Javier Tazón Ruescas

El viento azotaba sobre el pequeño muelle de la ciudad de Santi Emeteri. Abarloadas dentro de la
estrecha bocana, las dos naos entrechocaban sus palos, bamboleados por los aires impertinentes y secos que
provenían de la Peña Cabarga. Antonio Gil de la Hermida, veterano tonelero, se caló la gorra redonda que le
tapaba hasta casi los ojos y le protegía las orejas; hacía calor, pero no podía soportar el viento sur.
Amontonadas junto a la muralla del castillo de San Felipe, esperaban su revisión final más de cien barricas que
acababan de ser llenadas con sidra de la tierra. Eran los últimos toques a sus famosas carrales; precisaba
comprobar la reacción de aquel roble nuevo, una vez llenas de líquido. Estaban recién hechas, elaboradas con
madera un tanto fresca por las premuras del viaje. Le pagarían bien.
Mientras las golpeaba suavemente con un martillo, una a una, como si hablase con ellas, no se percató
de que a su espalda un fraile franciscano se había sentado en unos maderos y no perdía detalle de sus
movimientos.
―¿Qué tal se portan sus criaturas? ―preguntó el religioso. Antonio Gil se volvió, molesto.
―Con vino bien, con sidra no estoy tan seguro.

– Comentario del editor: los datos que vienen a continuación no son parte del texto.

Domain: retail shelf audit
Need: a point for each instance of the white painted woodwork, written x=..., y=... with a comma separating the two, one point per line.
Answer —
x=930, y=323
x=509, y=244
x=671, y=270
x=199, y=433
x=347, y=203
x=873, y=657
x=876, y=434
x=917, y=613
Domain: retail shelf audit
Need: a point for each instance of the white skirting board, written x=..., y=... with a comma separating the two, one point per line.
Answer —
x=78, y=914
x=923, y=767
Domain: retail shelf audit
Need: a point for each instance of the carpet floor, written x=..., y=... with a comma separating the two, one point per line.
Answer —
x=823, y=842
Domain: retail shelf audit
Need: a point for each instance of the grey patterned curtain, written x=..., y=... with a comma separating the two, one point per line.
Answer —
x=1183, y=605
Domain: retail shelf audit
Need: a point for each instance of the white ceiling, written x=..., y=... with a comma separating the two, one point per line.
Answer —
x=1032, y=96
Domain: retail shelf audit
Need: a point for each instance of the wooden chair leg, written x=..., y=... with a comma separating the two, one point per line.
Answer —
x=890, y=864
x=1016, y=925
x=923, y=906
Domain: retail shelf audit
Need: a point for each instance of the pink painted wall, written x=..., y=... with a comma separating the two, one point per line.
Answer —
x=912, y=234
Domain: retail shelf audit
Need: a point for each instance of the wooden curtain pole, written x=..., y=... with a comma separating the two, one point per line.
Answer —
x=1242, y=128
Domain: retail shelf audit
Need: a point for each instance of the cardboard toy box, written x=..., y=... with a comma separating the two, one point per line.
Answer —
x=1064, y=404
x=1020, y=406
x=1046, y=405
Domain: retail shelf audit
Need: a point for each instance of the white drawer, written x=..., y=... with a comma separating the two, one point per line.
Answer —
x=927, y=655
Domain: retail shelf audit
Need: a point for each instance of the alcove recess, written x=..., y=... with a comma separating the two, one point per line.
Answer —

―¿Cree que no aguantarán el viaje? ―tornó a preguntar el franciscano, deseoso de entrar en
conversación.
―La barrica sí, de la sidra no puedo deciros.
―¿Quizás esté aún sin fermentar?
―Vos lo habéis dicho.
―Claro, y eso hincha la madera, ¿verdad?
―Sí.
―¿Pero aguantará el paso de la Mar Océana?
―Dios lo sabe, que no yo.
Una racha de viento levantó los manteos del fraile, como si hubieran sido removidos por la voluntad
del parco tonelero, que mostraba con claridad que no pretendía entrar en conversación. Mas el religioso no se
daba por vencido. Se incorporó y siguió al artesano como para que no se le escapase. Iba a embarcar él también
en las naos que esperaban en el puerto, al igual que el artesano y creía su obligación darles palique a los futuros
miembros del rebaño. Era uno de los cinco religiosos que marcharían con Juan de la Cosa y con Colón hacia
las tierras de más allá del Golfo. Estaba esperando desde hacía cuatro meses en la pequeña ciudad del
Cantábrico, a que se formase la gran expedición que compondría el segundo viaje a aquellas tierras.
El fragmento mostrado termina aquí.